Learning What Helps: Task-Aligned Context Selection for Vision Tasks
Jingyu Guo, Emir Konuk, Fredrik Strand, Christos Matsoukas, Kevin Smith
TL;DR
Task-Aligned Context Selection (TACS) enables discriminative vision models to learn which contextual examples truly improve downstream performance by integrating retrieval into the learning objective. It couples a selector with a Downstream Task Network and trains them via a hybrid optimization that combines differentiable relaxation with reinforcement learning. Across 18 diverse datasets, including fine-grained natural images and medical imaging, TACS yields consistent gains over similarity-based retrieval, with notable benefits in data-limited and ambiguous settings and interpretable contextual reasoning patterns. This work reframes retrieval as a task-aware, adaptive component of vision systems, with potential implications for data curation, active learning, and domain-specific visual reasoning.
Abstract
Humans often resolve visual uncertainty by comparing an image with relevant examples, but ViTs lack the ability to identify which examples would improve their predictions.
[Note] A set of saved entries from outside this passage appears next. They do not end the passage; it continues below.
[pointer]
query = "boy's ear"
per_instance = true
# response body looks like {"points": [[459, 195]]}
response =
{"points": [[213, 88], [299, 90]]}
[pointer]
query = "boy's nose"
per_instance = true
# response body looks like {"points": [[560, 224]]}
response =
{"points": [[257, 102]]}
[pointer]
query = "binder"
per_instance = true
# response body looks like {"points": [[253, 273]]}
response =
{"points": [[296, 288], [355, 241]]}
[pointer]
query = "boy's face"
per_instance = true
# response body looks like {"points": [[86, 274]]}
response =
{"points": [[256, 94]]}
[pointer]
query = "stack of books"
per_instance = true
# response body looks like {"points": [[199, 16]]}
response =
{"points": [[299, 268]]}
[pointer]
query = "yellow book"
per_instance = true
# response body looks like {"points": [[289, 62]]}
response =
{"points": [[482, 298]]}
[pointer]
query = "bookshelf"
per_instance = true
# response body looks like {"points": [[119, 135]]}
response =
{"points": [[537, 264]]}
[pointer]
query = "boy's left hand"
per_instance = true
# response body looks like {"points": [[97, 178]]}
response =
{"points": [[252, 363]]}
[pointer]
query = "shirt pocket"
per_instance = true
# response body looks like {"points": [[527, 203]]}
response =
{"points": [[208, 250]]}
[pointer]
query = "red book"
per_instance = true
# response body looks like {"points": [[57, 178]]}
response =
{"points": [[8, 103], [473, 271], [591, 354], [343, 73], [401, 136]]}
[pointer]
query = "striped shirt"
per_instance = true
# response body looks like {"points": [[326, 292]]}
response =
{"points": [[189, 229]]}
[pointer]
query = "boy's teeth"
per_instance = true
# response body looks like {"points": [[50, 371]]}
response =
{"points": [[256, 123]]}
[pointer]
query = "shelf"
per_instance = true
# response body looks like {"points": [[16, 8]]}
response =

We present Task-Aligned Context Selection (TACS), a framework that learns to select paired examples which truly improve task performance rather than those that merely appear similar. TACS jointly trains a selector network with the task model through a hybrid optimization scheme combining gradient-based supervision and reinforcement learning, making retrieval part of the learning objective. By aligning selection with task rewards, TACS enables discriminative models to discover which contextual examples genuinely help. Across 18 datasets covering fine-grained recognition, medical image classification, and medical image segmentation, TACS consistently outperforms similarity-based retrieval, particularly in challenging or data-limited settings.